Niacin is one of our
options for managing cholesterol in patients with dyslipidemia. The benefits of high doses of niacin are well
established in reducing triglycerides by 20-50%, reducing LDL by 10-25%, and
increasing HDL by 10-30%. What is not
well established, however, are the clinically beneficial endpoints of
niacin.
- The Coronary Drug Project1 in 1975 showed niacin to reduce MIs and CVAs in patients with prior MIs but did not reduce death (it’s worth noting that because this was done in 1975, many proven therapies were not used by study participants ie. antiplatelet agents, ACE inhibitors, beta-blockers, statins).
- More recently, the reliability of surrogate markers such as carotid intima-media thickness (which niacin does improve) has come into question.2
- The AIM-HIGH study3 in 2011 assigned more than 3,400 patients to either high dose extended release niacin (branded in the US as Niaspan) or placebo with both groups receiving simvastatin 40 or 80 mg per day. The group receiving niacin did have lower triglycerides and LDL and higher HDL but neither the composite endpoint nor any of its components were different between groups (that means no difference in death from coronary heart disease, nonfatal MI, ischemic stroke, hospitalization for ACS, symptom-driven revascularization, and some others). More patients discontinued the niacin due to side effects.
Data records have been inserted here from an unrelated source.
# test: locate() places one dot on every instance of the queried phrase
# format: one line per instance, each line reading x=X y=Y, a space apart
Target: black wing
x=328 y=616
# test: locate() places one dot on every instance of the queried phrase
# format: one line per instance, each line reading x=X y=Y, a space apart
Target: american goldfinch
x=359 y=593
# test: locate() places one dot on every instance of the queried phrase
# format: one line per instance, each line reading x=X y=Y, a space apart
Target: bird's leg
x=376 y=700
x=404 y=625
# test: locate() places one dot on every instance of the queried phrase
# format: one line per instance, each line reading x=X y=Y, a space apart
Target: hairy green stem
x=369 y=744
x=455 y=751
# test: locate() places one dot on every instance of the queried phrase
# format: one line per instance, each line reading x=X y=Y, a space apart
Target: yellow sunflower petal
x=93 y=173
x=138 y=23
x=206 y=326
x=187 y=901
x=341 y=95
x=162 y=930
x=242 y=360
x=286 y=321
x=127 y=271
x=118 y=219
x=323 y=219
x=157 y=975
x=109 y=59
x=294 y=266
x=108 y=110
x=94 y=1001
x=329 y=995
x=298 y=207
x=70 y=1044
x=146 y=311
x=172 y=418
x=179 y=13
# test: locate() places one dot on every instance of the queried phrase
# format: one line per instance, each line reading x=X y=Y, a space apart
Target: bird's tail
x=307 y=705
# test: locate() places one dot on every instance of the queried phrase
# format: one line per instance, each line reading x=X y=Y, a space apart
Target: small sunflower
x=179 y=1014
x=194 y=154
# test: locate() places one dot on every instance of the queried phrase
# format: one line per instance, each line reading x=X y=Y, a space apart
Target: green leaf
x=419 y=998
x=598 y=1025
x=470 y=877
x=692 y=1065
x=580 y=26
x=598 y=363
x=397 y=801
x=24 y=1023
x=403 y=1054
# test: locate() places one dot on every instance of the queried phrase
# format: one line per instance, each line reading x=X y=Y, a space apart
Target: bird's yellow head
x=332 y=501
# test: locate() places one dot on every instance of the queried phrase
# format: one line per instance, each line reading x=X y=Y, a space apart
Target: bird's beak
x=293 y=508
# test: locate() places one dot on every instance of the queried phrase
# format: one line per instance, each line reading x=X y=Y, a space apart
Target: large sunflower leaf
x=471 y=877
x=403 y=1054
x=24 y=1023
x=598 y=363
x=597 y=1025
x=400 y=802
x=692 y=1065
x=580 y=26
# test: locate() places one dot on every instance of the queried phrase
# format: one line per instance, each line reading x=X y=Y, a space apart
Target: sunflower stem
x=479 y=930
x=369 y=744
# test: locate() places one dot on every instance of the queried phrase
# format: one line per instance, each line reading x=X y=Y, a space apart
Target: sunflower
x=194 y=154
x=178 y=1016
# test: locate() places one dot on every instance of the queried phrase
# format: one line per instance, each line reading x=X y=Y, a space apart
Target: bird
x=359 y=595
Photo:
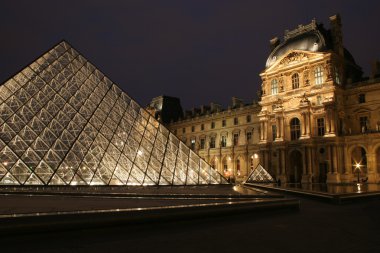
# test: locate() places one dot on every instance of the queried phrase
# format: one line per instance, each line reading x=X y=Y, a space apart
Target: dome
x=312 y=41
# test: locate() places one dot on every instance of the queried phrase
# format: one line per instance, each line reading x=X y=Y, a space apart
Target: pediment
x=293 y=57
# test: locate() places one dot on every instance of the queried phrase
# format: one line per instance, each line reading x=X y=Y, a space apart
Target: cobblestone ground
x=317 y=227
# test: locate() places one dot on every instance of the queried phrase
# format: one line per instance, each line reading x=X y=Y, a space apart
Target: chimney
x=336 y=34
x=274 y=43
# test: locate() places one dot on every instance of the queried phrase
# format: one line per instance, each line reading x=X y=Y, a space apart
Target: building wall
x=318 y=125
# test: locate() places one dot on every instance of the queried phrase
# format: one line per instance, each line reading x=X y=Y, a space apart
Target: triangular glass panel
x=259 y=175
x=63 y=122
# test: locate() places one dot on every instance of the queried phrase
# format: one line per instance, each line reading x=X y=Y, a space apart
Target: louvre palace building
x=317 y=118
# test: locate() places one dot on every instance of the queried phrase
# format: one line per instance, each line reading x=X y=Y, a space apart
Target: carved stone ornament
x=293 y=57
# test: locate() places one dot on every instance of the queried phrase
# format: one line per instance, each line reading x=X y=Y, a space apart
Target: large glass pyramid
x=259 y=175
x=62 y=122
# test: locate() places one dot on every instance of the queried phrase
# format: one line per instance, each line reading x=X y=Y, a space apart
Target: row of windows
x=212 y=125
x=223 y=141
x=318 y=77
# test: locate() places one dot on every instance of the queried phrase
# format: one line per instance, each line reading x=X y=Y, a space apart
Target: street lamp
x=357 y=169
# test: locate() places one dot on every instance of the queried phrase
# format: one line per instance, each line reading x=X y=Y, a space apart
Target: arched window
x=295 y=81
x=318 y=75
x=295 y=129
x=274 y=87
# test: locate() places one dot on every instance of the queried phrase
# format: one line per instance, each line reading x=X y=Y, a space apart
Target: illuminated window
x=202 y=143
x=318 y=75
x=274 y=132
x=295 y=129
x=212 y=142
x=295 y=81
x=319 y=100
x=274 y=87
x=361 y=98
x=192 y=144
x=249 y=137
x=363 y=124
x=321 y=126
x=337 y=76
x=236 y=139
x=224 y=141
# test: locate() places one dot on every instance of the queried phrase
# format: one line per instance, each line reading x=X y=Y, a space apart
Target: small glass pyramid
x=62 y=122
x=259 y=175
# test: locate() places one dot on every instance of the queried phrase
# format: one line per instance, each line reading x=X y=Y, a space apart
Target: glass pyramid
x=259 y=175
x=62 y=122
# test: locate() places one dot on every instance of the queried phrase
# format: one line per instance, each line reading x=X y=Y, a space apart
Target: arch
x=295 y=81
x=274 y=87
x=295 y=128
x=318 y=75
x=377 y=158
x=296 y=166
x=358 y=156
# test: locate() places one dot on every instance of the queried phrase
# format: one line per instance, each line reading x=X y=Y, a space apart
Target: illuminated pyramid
x=62 y=122
x=259 y=175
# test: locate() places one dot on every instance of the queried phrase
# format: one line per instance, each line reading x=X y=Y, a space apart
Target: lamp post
x=357 y=166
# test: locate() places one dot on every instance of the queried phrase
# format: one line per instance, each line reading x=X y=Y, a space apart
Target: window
x=274 y=132
x=192 y=144
x=224 y=141
x=202 y=143
x=361 y=98
x=295 y=129
x=337 y=76
x=295 y=81
x=249 y=137
x=363 y=124
x=236 y=139
x=318 y=75
x=274 y=87
x=212 y=142
x=321 y=126
x=319 y=100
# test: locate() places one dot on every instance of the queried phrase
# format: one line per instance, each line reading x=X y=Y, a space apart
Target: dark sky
x=198 y=50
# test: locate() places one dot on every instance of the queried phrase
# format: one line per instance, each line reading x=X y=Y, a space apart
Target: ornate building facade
x=317 y=119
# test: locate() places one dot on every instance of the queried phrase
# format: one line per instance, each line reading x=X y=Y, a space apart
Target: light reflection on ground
x=333 y=188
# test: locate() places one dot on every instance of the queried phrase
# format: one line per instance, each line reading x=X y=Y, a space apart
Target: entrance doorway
x=295 y=170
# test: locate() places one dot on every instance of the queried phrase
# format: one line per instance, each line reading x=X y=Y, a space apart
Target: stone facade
x=317 y=120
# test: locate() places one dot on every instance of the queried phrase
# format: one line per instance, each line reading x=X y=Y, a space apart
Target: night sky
x=198 y=50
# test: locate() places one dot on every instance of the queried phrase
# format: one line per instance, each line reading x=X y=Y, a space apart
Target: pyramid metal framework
x=259 y=175
x=62 y=122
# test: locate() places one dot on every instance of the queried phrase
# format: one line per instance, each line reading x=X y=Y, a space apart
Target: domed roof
x=312 y=41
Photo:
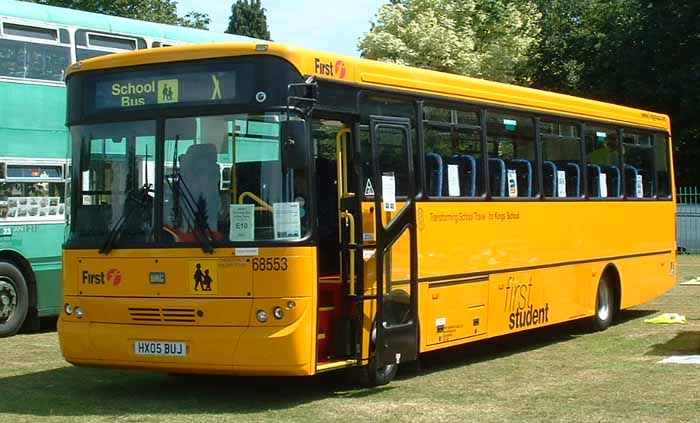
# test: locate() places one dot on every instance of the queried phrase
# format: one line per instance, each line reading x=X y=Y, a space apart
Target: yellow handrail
x=263 y=204
x=351 y=274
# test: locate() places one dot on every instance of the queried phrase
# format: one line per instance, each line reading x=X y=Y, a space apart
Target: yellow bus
x=261 y=209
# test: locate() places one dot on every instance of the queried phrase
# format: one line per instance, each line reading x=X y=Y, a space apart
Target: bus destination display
x=119 y=92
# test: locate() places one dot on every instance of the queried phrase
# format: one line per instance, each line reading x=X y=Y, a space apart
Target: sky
x=329 y=25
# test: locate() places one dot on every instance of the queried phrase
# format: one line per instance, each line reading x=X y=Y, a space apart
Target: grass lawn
x=552 y=374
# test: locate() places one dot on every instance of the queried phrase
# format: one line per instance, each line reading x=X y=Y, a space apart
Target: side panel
x=538 y=263
x=152 y=295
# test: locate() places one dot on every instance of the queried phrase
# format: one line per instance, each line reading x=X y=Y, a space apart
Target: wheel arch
x=612 y=273
x=20 y=261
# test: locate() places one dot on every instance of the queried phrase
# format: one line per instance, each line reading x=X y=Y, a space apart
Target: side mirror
x=294 y=145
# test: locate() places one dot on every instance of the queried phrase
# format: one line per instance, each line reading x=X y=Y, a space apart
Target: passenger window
x=603 y=166
x=452 y=153
x=36 y=53
x=662 y=166
x=562 y=167
x=511 y=156
x=639 y=164
x=391 y=149
x=91 y=44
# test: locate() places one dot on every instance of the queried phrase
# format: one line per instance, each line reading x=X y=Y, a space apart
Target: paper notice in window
x=561 y=183
x=286 y=220
x=389 y=192
x=453 y=180
x=512 y=183
x=242 y=226
x=640 y=186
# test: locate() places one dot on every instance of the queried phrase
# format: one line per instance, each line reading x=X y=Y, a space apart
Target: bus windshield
x=222 y=180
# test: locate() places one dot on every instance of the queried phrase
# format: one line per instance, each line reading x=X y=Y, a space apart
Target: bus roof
x=371 y=73
x=88 y=20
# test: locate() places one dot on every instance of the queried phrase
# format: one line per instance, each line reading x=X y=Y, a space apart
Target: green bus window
x=639 y=164
x=30 y=31
x=453 y=153
x=603 y=172
x=27 y=60
x=662 y=165
x=562 y=166
x=511 y=158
- The HPS2-THRIVE study4 looked at more than 25,000 patients who received niacin/laropiprant versus placebo and has reported side effects and reasons for stopping niacin. More patients reported skin reactions, gastrointestinal effects, diabetes effects, and musculoskeletal effects. For a summary of the final results of this study, see the later post "Update on niacin - results from the HPS2-THRIVE study".
Niacin background
Niacin (or nicotinic
acid) is a water-soluble B vitamin that is available in the United States as
both an unapproved OTC supplement and also as a prescription. It has multiple biologic effects which are
not fully understood. The most notable
adverse reactions are flushing and
pruritus which are dose related.
These effects can be improved by splitting the dose over the course of
the day, taking it with meals, and using the extended release formulation. To achieve an LDL reduction of 20-25%, the
dosing needs to be increased to 2-3 grams per day which should be accomplished
with a gradual upward titration over months pending the patient’s tolerability. If using Niaspan, the maximum should be 2
grams per day since this extended release formulation is associated with more
hepatotoxicity than the immediate release (3 grams daily of Niaspan has
reported rates of hepatotoxicity of up to 50% - while 2 grams of Niaspan has
rates <1%). Gastrointestinal intolerances such as peptic ulcers, nausea, and
vomiting occur, in addition to consistently increasing blood glucose and uric acid (Niaspan is “Contraindicated” with
active peptic ulcer disease). Musculoskeletal complaints, myopathy,
and rhabdomyolysis also occur with increased frequency when used concurrently
with statins.
Take home points:
- Niacin improves the cholesterol panel but has no robust evidence for reducing CV events
- Common adverse effects include skin reactions (flushing pruritus), GI intolerance (contraindicated with active PUD), musculoskeletal, worsening diabetes, and gout
- Avoid if suspicion for hepatotoxicity though it usually occurs at high doses
References:
1. Clofibrate and niacin in coronary heart
disease. JAMA 1975;231:360-81.
2. Polak JF, Pencina MJ, Pencina KM, et al. Carotid-wall intima-media thickness and
cardiovascular events. N Engl J Med
2011;365(3):213-21.
3. AIM-HIGH Investigators. Niacin in patients with low HDL cholesterol
levels receiving intensive statin therapy.
2011;365(24):2255-67.
4. HPS2-THRIVE Collaborative Group. HPS2-THRIVE randomized placebo-controlled
trial in 25,673 high-risk patients of ER niacin/laropiprant. Eur Heart J 2013;34(17):1279-91.